3. De Ciantis A, Barba C, Tassi L, et al., 7T MRI in focal epilepsy with unrevealing conventional field strength imaging. Epilepsia 2016;57:445–454.
4. Stucht D, Danishad KA, Schulze P, et al., Highest Resolution In Vivo Human Brain MRI Using Prospective Motion Correction. PLoS ONE 2015; 10(7): e0133921.
5. Cho ZH, Min HK, Oh SH, et al., J Neurosurg. 2010; 113(3):639-47.
6. Malamateniou, C., Counsell, S. J., Allsop, J. M., Fitzpatrick, J. A., Srinivasan, L., Cowan, F. M., …Rutherford, M. A. (2006). The effect of preterm birth on neonatal cerebral vasculature studied with magnetic resonance angiography at 3 Tesla. NeuroImage, 32(3), 1050–1059
7. Harris AD, Singer HS, Horska A, et al., GABA and glutamate in children with primary complex motor stereotypies: an 1 H-MRS study at 7T. American Journal of Neuroradiology 2016, 1–6. http://doi.org/10.3174/ajnr.A4547
8. De Vita E, Bainbridge A, Cheong JLY, et al., Localised 4.7 Tesla proton magnetic resonance spectroscopy in neonatal encephalopathy: implementation, safety, and preliminary interpretation of results. Imaging Decisions 2005; 9(4):31-41.

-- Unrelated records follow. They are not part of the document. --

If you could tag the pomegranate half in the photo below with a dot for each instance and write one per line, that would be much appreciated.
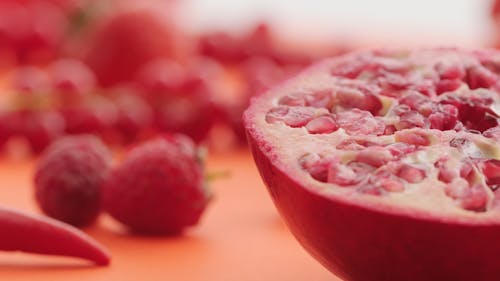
(385, 164)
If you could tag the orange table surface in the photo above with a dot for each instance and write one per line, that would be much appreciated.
(241, 237)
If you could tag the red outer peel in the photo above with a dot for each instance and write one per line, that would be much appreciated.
(43, 235)
(365, 245)
(362, 237)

9. De Vita E, Bainbridge A, Cheong JLY, et al., Magnetic Resonance Imaging of Neonatal Encephalopathy at 4.7T. Pediatrics 2006;118(6):e1812-21.
10. Formica D, Silvestri S. Biological effects of exposure to magnetic resonance imaging: an overview. Biomed. Eng. Online 2004;3:11
11. Malik SJ, Beqiri A, Price AN, et al., Specific absorption rate in neonates undergoing magnetic resonance procedures at 1.5 T and 3 T. NMR Biomed. 2015;28:344–352.